The facts of the case were as follows. During 2005, Mac's Convenience Store inc. ("MAC's") contracted an interest-bearing loan of about $185M from the US company, Sildel Corporation ("SILDEL"). Between 2006 and 2008, MAC's paid about $22M in interest to SILDEL, which MAC's deducted in accordance with the provisions of the Income Tax Act (Canada)4 (the "ITA"). On April 25, 2006, MAC's declared and paid a dividend to Couche-Tard inc. ("CTI") in order to redistribute funds within the group, ultimately to allow a portion of MAC's debt to be repaid.

Briefly, under the rules of the ITA, when a Canadian corporation contracts an interest bearing loan from a specified non-resident, the deductibility of interest on the loan is denied when the debt-to-equity ratio of the debtor corporation exceeds the maximum permitted ratio of 2:1 (henceforth 1.5:15) (the "Thin Capitalization Rules"). The dividend of $136M declared and paid by MAC's to CTI reduced MAC's equity by the same amount, triggering the application of the Thin Capitalization Rules. Thus, MAC's was denied the entire amount of the deduction of interest paid on the loan. MAC's therefore sought to cancel the dividend of $136M declared and paid on April 25, 2006 by replacing it with a reduction in capital, which would not affect its equity capital or compromise the deductibility of the interest.

The judgments in AES and Riopel teach us that one of the criteria to be considered in order for an application for rectification to be granted is the existence of a difference between the common intention of the parties and their intention as reflected in the written legal instruments. In the cases of Riopel and AES, there was a significant divergence between the parties' true intention and the agreement supporting the transaction. This enabled the court, in both cases, to rule in favour of the taxpayers and rectify the legal instruments concluded by the parties.

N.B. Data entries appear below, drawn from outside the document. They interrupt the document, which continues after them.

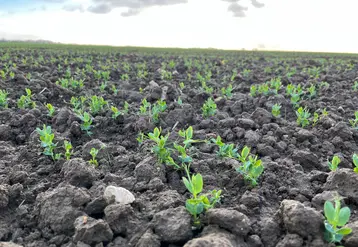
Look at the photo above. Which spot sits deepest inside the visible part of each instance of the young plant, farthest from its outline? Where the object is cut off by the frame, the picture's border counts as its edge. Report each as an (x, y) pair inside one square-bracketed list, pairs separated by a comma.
[(336, 219), (227, 92), (303, 117), (275, 110), (251, 167), (26, 101), (3, 98), (86, 119), (94, 153), (68, 147), (354, 122), (333, 165), (199, 203), (115, 112), (209, 108), (51, 110), (355, 162), (46, 138)]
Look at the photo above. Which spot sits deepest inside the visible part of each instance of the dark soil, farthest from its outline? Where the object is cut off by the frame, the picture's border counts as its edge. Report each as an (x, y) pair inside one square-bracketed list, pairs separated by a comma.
[(47, 203)]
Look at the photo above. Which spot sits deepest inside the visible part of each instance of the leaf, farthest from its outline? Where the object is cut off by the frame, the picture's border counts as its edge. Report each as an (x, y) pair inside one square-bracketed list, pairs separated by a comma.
[(188, 185), (329, 211), (344, 215), (344, 231), (189, 132), (197, 181)]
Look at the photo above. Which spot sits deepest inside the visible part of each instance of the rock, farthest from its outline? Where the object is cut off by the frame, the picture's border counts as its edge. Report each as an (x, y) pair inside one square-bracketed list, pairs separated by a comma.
[(59, 208), (5, 132), (352, 239), (342, 130), (4, 196), (261, 116), (78, 173), (319, 199), (252, 138), (173, 225), (345, 182), (229, 219), (92, 231), (9, 244), (95, 143), (291, 240), (148, 240), (307, 160), (304, 134), (246, 123), (113, 194), (299, 219), (213, 240), (121, 219), (183, 116)]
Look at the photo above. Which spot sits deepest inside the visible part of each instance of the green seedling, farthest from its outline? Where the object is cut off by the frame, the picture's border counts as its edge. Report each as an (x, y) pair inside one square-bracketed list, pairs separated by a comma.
[(51, 110), (315, 118), (253, 90), (3, 98), (86, 119), (312, 91), (160, 149), (94, 153), (275, 110), (336, 219), (115, 112), (354, 122), (355, 86), (199, 203), (145, 107), (333, 165), (251, 167), (227, 92), (46, 138), (209, 108), (181, 85), (68, 148), (303, 117), (355, 162), (97, 105), (26, 101)]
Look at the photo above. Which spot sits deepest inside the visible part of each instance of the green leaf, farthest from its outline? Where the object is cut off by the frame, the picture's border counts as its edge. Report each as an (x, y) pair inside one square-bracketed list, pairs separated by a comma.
[(344, 231), (188, 185), (344, 215), (197, 181), (329, 211)]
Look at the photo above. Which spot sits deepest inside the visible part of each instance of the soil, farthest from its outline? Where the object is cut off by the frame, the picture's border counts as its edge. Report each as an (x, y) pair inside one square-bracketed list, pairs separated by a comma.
[(47, 203)]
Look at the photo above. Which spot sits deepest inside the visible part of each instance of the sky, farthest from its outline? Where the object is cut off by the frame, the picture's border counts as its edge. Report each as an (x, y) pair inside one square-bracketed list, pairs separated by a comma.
[(301, 25)]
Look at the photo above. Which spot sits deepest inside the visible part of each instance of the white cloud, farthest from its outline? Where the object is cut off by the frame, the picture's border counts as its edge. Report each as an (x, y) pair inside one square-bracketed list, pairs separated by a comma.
[(290, 25)]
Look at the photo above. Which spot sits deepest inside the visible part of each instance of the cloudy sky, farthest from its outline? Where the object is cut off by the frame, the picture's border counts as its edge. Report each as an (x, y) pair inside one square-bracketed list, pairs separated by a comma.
[(311, 25)]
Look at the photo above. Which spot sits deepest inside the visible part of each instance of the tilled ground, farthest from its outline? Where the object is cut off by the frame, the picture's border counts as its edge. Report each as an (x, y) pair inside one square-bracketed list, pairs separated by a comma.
[(62, 203)]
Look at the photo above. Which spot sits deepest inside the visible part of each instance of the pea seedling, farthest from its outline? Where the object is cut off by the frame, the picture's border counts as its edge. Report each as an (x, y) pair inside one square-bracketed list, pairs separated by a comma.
[(46, 138), (333, 165), (209, 108), (336, 219), (303, 117), (276, 110), (51, 110)]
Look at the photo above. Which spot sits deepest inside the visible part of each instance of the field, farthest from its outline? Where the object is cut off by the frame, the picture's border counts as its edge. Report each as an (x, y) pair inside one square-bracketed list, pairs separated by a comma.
[(144, 147)]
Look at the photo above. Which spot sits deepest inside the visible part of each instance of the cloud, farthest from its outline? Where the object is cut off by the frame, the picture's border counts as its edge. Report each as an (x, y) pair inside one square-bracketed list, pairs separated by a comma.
[(237, 10), (134, 6), (73, 7), (257, 4)]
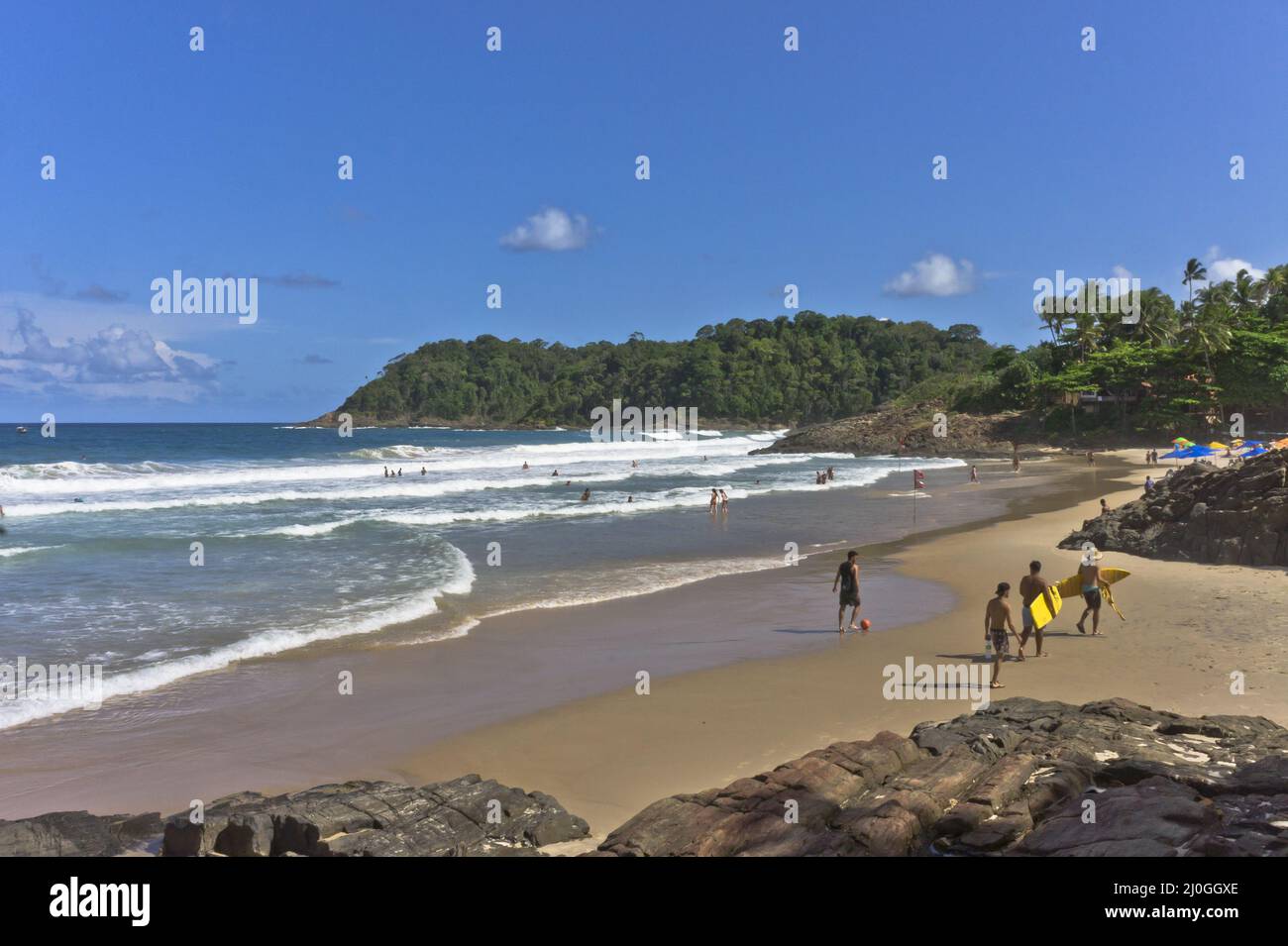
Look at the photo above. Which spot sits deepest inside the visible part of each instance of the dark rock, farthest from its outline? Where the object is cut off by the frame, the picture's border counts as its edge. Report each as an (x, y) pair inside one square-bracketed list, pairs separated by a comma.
[(1019, 778), (77, 834), (377, 819), (359, 817), (1234, 515)]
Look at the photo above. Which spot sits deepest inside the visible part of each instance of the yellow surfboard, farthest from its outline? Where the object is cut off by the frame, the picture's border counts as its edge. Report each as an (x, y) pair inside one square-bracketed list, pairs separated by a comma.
[(1043, 615), (1072, 587)]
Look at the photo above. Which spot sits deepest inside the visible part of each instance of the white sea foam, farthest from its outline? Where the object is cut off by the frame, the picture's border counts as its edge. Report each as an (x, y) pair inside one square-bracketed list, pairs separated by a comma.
[(258, 645), (22, 550)]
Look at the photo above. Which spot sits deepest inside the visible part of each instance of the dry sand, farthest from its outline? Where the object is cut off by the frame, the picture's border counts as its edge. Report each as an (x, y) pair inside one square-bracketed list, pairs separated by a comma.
[(1189, 628)]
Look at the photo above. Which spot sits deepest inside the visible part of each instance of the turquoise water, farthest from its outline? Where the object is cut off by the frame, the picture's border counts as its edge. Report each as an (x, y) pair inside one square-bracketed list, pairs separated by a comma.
[(305, 541)]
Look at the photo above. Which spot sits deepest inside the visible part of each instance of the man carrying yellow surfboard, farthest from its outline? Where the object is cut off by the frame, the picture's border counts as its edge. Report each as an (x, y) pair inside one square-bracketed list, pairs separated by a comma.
[(1031, 587), (1089, 577)]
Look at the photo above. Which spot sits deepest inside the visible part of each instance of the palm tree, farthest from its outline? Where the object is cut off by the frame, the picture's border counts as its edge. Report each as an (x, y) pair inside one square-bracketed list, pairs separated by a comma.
[(1157, 325), (1052, 321), (1194, 271), (1086, 332), (1209, 332), (1273, 282)]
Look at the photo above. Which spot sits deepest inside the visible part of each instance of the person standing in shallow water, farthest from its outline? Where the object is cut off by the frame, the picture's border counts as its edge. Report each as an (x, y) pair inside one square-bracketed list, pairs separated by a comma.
[(848, 579), (997, 622)]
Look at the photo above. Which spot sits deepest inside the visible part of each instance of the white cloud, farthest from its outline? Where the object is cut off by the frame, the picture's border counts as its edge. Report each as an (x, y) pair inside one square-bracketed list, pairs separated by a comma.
[(550, 231), (115, 362), (1220, 270), (934, 275)]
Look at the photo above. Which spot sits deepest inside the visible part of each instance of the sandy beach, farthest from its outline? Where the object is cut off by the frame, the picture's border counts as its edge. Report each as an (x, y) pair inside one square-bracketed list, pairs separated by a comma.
[(746, 672), (1188, 628)]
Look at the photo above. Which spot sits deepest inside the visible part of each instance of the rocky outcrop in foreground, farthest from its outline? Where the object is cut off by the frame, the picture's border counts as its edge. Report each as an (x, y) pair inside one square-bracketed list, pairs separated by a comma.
[(881, 431), (1013, 779), (1228, 516), (464, 817), (1019, 778)]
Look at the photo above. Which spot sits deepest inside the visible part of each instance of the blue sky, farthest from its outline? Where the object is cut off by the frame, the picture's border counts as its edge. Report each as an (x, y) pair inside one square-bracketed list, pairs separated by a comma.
[(768, 167)]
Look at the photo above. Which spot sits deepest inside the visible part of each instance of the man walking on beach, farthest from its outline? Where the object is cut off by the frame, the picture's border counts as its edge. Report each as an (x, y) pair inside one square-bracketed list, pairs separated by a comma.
[(1031, 587), (997, 620), (848, 578), (1089, 575)]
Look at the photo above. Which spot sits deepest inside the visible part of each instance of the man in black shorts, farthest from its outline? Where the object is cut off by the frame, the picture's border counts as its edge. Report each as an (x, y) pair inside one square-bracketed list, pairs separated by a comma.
[(848, 579)]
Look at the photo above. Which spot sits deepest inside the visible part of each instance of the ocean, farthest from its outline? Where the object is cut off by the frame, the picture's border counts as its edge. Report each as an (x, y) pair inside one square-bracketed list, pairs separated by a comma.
[(305, 543)]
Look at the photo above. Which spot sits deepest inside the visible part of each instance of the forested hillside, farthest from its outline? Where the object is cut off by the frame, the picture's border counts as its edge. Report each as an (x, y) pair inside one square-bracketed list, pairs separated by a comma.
[(1179, 367), (791, 370)]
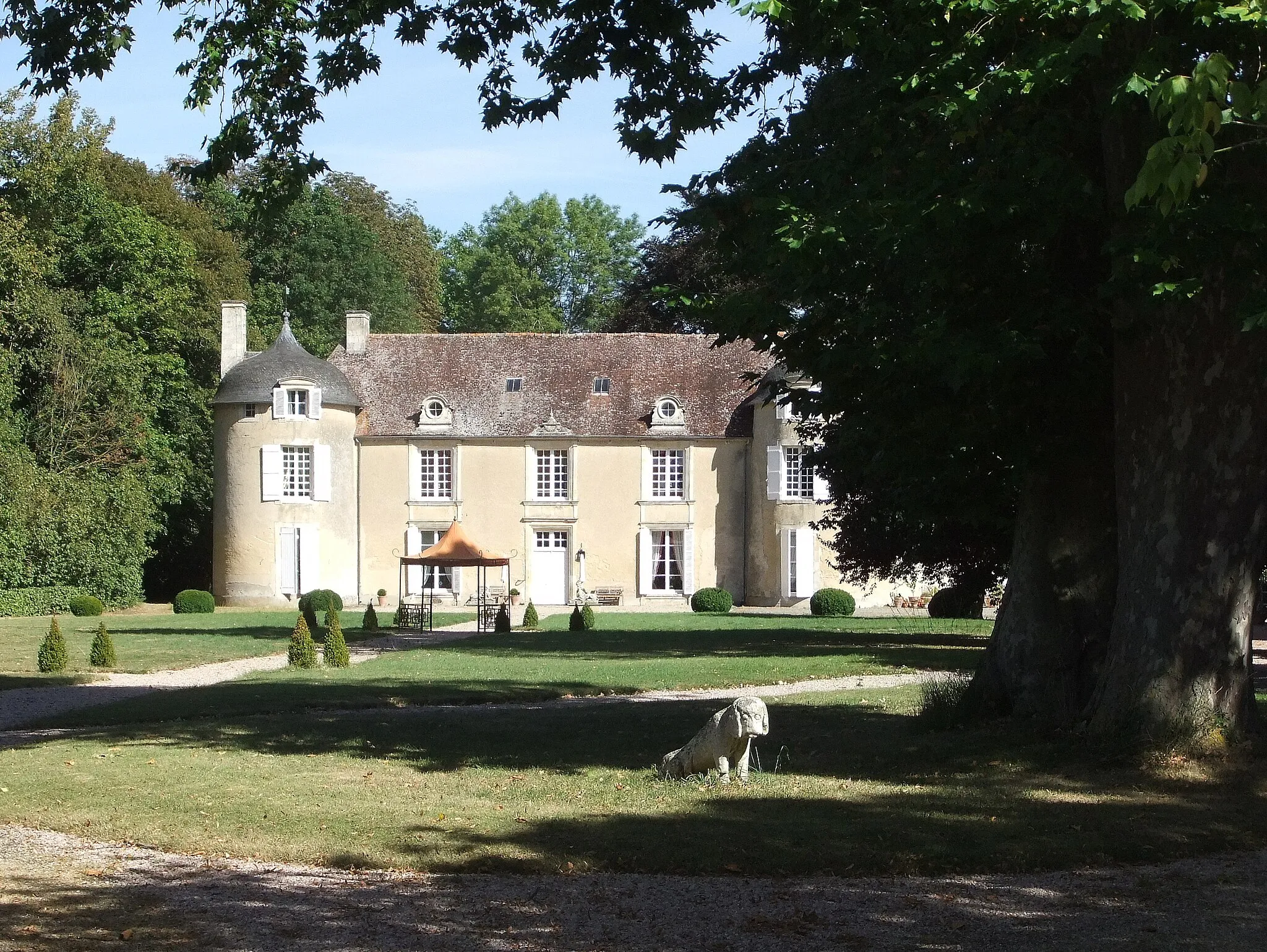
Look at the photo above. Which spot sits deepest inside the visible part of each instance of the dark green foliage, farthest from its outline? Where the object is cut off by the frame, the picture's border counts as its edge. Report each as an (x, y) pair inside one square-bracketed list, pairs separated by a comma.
[(336, 645), (101, 654), (193, 601), (502, 623), (303, 650), (957, 603), (711, 600), (835, 603), (25, 603), (530, 616), (52, 651), (87, 605)]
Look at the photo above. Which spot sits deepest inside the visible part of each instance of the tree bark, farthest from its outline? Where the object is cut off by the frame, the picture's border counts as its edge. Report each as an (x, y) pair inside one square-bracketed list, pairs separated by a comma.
[(1053, 625), (1192, 472)]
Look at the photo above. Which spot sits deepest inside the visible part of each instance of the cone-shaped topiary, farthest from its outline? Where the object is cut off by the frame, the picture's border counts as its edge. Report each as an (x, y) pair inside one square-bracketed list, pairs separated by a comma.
[(52, 651), (336, 646), (303, 650), (101, 654)]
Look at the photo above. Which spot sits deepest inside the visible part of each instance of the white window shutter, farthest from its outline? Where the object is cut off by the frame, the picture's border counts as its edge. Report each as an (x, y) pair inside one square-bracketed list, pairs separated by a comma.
[(412, 573), (644, 560), (689, 560), (286, 560), (270, 473), (309, 558), (773, 472), (321, 472)]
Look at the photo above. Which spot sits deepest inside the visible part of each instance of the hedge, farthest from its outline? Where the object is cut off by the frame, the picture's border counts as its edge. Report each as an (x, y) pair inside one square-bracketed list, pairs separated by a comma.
[(831, 601), (193, 601), (37, 601), (718, 600)]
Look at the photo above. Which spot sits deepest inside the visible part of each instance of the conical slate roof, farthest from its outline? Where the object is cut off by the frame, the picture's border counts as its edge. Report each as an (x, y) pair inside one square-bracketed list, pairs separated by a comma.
[(252, 380)]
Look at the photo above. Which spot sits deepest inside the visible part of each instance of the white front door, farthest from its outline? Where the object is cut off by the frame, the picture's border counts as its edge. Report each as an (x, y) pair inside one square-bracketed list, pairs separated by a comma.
[(550, 567)]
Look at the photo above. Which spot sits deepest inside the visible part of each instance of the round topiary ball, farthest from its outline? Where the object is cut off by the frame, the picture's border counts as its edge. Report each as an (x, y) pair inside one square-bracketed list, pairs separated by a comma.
[(835, 603), (957, 603), (82, 605), (716, 600), (193, 601)]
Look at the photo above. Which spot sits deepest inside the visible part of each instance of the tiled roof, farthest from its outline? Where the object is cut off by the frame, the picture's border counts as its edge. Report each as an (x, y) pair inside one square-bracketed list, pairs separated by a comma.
[(469, 372)]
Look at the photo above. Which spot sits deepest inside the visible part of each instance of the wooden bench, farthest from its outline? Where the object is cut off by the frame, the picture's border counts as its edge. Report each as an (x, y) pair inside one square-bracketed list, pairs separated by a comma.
[(609, 596)]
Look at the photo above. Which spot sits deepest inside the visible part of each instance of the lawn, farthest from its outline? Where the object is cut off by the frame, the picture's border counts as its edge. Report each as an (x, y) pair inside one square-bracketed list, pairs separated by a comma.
[(631, 652), (861, 790), (157, 641)]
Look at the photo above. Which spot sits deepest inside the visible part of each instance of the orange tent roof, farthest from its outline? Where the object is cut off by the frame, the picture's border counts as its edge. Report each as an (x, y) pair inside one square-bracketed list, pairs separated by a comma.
[(455, 548)]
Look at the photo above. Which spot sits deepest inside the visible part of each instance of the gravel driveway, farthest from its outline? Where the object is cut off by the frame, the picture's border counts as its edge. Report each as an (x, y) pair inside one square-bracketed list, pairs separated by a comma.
[(65, 893)]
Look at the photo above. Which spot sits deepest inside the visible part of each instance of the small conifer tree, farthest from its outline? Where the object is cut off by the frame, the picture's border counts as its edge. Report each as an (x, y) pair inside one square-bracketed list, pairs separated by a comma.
[(303, 651), (101, 654), (336, 646), (52, 651)]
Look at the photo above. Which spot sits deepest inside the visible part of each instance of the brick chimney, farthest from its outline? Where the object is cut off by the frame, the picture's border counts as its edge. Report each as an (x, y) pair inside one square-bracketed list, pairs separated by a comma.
[(232, 333), (358, 339)]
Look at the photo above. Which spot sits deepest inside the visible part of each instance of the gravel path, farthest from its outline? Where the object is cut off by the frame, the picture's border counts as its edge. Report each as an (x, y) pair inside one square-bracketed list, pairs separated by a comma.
[(60, 891)]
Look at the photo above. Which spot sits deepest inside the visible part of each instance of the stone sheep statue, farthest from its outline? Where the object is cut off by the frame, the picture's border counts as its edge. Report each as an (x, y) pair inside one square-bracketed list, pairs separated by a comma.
[(721, 743)]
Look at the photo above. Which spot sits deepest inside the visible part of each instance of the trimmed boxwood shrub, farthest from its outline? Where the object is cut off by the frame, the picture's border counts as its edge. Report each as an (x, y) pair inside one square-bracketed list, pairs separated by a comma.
[(85, 605), (25, 603), (101, 654), (303, 650), (193, 601), (718, 600), (336, 646), (52, 651), (835, 603), (957, 603)]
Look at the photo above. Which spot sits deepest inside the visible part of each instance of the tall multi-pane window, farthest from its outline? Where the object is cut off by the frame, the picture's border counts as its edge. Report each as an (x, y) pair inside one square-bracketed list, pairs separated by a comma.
[(668, 473), (667, 562), (437, 474), (297, 472), (551, 474), (797, 473)]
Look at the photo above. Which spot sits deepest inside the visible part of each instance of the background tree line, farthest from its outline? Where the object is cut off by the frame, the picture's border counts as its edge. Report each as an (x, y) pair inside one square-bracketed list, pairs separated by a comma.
[(111, 278)]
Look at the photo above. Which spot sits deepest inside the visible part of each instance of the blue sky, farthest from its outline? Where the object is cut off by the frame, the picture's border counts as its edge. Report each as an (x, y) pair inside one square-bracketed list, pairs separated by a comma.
[(414, 130)]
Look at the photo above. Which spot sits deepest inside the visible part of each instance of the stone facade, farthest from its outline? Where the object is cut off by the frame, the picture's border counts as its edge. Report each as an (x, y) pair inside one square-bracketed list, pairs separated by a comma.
[(646, 465)]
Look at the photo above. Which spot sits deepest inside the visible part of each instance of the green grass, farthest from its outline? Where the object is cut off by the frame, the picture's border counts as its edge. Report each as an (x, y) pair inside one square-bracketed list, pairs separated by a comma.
[(646, 652), (861, 790), (157, 641)]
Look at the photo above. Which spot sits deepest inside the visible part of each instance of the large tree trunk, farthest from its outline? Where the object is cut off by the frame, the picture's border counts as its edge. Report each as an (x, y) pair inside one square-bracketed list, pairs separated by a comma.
[(1192, 420), (1053, 625)]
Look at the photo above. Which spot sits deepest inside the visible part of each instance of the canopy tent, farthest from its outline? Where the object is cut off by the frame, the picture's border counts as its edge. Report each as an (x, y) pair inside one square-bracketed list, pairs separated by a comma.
[(455, 549)]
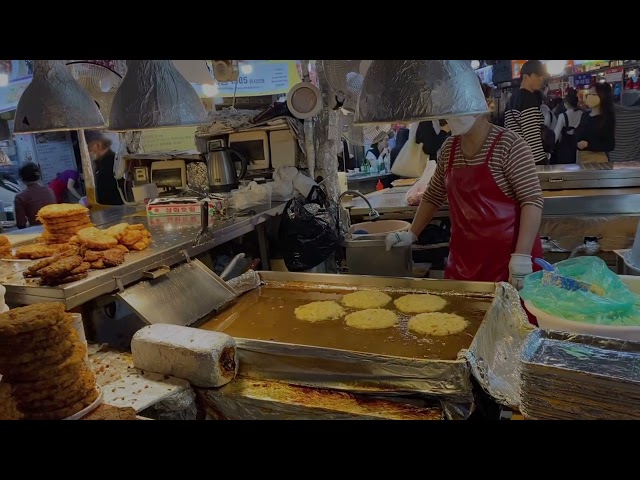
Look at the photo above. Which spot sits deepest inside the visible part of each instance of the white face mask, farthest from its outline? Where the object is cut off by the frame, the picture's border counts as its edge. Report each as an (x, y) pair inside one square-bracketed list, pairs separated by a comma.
[(461, 125), (592, 100)]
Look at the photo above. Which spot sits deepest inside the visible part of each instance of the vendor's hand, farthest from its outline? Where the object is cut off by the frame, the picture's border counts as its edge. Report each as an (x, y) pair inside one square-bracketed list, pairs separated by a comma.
[(519, 267), (399, 239)]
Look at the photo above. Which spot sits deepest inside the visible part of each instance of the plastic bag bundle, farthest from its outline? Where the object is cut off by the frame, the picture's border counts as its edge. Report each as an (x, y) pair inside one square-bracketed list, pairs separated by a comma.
[(307, 233), (618, 305)]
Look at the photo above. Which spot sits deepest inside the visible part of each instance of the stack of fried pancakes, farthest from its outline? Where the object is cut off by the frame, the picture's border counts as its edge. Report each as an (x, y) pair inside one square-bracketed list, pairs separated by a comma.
[(62, 221), (43, 359)]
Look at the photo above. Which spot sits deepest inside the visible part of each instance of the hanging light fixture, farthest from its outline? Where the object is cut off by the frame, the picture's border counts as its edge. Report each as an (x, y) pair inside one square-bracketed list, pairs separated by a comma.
[(54, 101), (153, 94), (415, 90)]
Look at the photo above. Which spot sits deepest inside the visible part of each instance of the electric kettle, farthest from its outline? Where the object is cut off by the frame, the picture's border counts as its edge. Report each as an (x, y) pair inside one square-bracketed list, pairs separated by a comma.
[(221, 166)]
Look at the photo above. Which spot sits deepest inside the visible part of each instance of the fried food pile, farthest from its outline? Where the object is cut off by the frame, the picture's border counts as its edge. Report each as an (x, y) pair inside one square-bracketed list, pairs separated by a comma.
[(71, 245), (65, 267), (8, 407), (5, 247), (62, 221), (44, 361)]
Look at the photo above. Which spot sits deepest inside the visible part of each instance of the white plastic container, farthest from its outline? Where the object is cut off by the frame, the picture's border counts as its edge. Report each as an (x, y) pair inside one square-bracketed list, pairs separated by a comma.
[(551, 322), (378, 230)]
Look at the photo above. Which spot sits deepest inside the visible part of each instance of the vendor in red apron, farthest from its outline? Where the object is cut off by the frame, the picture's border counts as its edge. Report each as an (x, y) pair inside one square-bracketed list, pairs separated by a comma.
[(487, 176)]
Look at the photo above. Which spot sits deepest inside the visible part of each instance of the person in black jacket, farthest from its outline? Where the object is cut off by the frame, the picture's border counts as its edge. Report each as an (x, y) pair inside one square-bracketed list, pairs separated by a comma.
[(596, 133), (104, 159), (430, 140)]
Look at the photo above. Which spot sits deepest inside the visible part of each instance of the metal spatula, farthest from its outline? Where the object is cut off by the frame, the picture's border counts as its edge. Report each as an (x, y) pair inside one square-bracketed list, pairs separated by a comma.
[(550, 276)]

In the MAC's case, the resolution by MAC's directors to declare a dividend of about $136M did accurately reflect MAC's intention to pay a dividend. The evidence showed that there had been no discussion between the parties involved regarding the consequences of the payment of a dividend and the potential application of the Thin Capitalization Rules. The negative tax consequences only occurred because the payment of the dividend took place in the year after the loan was granted, thereby strengthening the argument that there was no divergence between the taxpayer's intention and the documents giving effect to this intention. Without the deduction of the interest paid to SILDEL, Revenue Québec would never have issued a notice of assessment. The court concluded that the transactions completed on April 25, 2006 accurately reflected the parties' intention and therefore declined to grant the application for rectification on the grounds that such an application cannot be used to rewrite the tax history of a file.

This case has been appealed and its final outcome is therefore not known at this time. Nevertheless, it shows once again the preponderant role which professionals must play in certain transactions and the care they must exercise in doing so.

Footnotes

1 2012 QCCS 2745.

2 Québec (Sous-ministre du Revenu) c. Services environnementaux AES inc., 2011 QCCA 394.

3 Riopel c. Agence du revenu du Canada, 2011 QCCA 954.

4 R.S.C., 1985, c.1 (5th Supp.).

5 This measure applies to the taxation years of corporations which start after 2012.